Report successfully written to analysis/results/metrics_report.txt
Report successfully written to analysis/results/metrics_report.txt
Report successfully written to analysis/results/metrics_report.txt
Report successfully written to analysis/results/metrics_report.txt
Report successfully written to analysis/results/metrics_report.txt


In [5]:
from sklearn.ensemble import GradientBoostingClassifier

fraud_dataset = Fraud_Dataset(transformed_data)

gradient_boosting_model = GradientBoostingClassifier(n_estimators=100, learning_rate=0.1, random_state=42)

for fold, (train_data, validation_data) in enumerate(fraud_dataset.get_kfold_datasets()):
    X_train, y_train = train_data.drop('is_fraud', axis=1), train_data['is_fraud']
    X_val, y_val = validation_data.drop('is_fraud', axis=1), validation_data['is_fraud']
    
    gradient_boosting_model.fit(X_train, y_train)
    
    y_pred_gb = gradient_boosting_model.predict(X_val)
    y_pred_proba_gb = gradient_boosting_model.predict_proba(X_val)[:, 1]
    
    metrics.generate_report(y_val, y_pred_gb, y_pred_proba_gb, 'analysis/results')

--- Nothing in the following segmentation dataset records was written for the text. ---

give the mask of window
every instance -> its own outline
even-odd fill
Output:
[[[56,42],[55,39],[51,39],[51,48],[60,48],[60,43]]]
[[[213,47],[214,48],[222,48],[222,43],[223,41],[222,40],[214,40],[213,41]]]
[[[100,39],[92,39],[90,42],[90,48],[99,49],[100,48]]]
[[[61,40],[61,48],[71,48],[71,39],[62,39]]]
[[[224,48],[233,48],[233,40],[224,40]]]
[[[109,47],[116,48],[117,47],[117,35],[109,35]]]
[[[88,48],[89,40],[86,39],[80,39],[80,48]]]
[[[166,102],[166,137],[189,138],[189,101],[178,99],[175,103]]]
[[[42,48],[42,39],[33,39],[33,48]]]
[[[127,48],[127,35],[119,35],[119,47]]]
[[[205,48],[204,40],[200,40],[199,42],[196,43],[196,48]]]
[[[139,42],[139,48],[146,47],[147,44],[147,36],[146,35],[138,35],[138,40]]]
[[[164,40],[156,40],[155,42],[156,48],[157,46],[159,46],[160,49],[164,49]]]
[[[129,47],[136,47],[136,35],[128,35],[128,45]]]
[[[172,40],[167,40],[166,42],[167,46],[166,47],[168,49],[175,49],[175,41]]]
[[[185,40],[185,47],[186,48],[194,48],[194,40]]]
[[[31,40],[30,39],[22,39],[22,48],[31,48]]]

Report successfully written to analysis/results/metrics_report.txt
Report successfully written to analysis/results/metrics_report.txt
Report successfully written to analysis/results/metrics_report.txt
Report successfully written to analysis/results/metrics_report.txt
Report successfully written to analysis/results/metrics_report.txt


## Conclusions

I chose three different models to test on my data, the linear regression, Random Forest Classifier, and Gradient Boosting Classifier. I chose these three as linear regression is more or less my "Staple" model type that gives me a good baseline. I chose the other two however as they both handle skewed datasets quite well. For each of these 5 metrics reports were generated based on k-folds, and I kept what I thought was the best performing ones, most metric reports were fairly consistent.

### Linear Regression

This model performed horribly. At first I assumed it had performed well as the accuracy in earlier testing was at 99%. This was quickly proven wrong by looking at the outputted metrics report `LogReg_metrics_report.txt`. This shows that Precision, Recall, and Sensitivity were all at 0%. This shows me that more than likely the model labeled everything as not_fraud, which works for the skewed dataset but is not what we want.

### Random Forest Classifier

This model performed the best out of the group based on the metrics I gave it. As this model handles skewed datasets well this is not too much of a surprise. We do unfortunately have Recall and Sensitivity at 74.11%, which isn't much better than the initial model baseline given to us, but our Precision score was at 95.74% which is lightyears ahead of the original model.

### Gradient Boosting Classifier

This model also performed quite well out of the three. However, while looking over the metrics they were inconsistent with Recall being as low as 50% and as high as 71%. While this model still performs alright, overall it is not doing too much better than the baseline model, except in Precision where it recieved a score of 89.90%.

### Which Model Did I Choose?

I decided to go with Random Forest Classifier as it performed the best out of the three models while still being the most consistent. Gradient Boosting Classifier Varied too much between k-folds for me to feel comfortable utilizing it.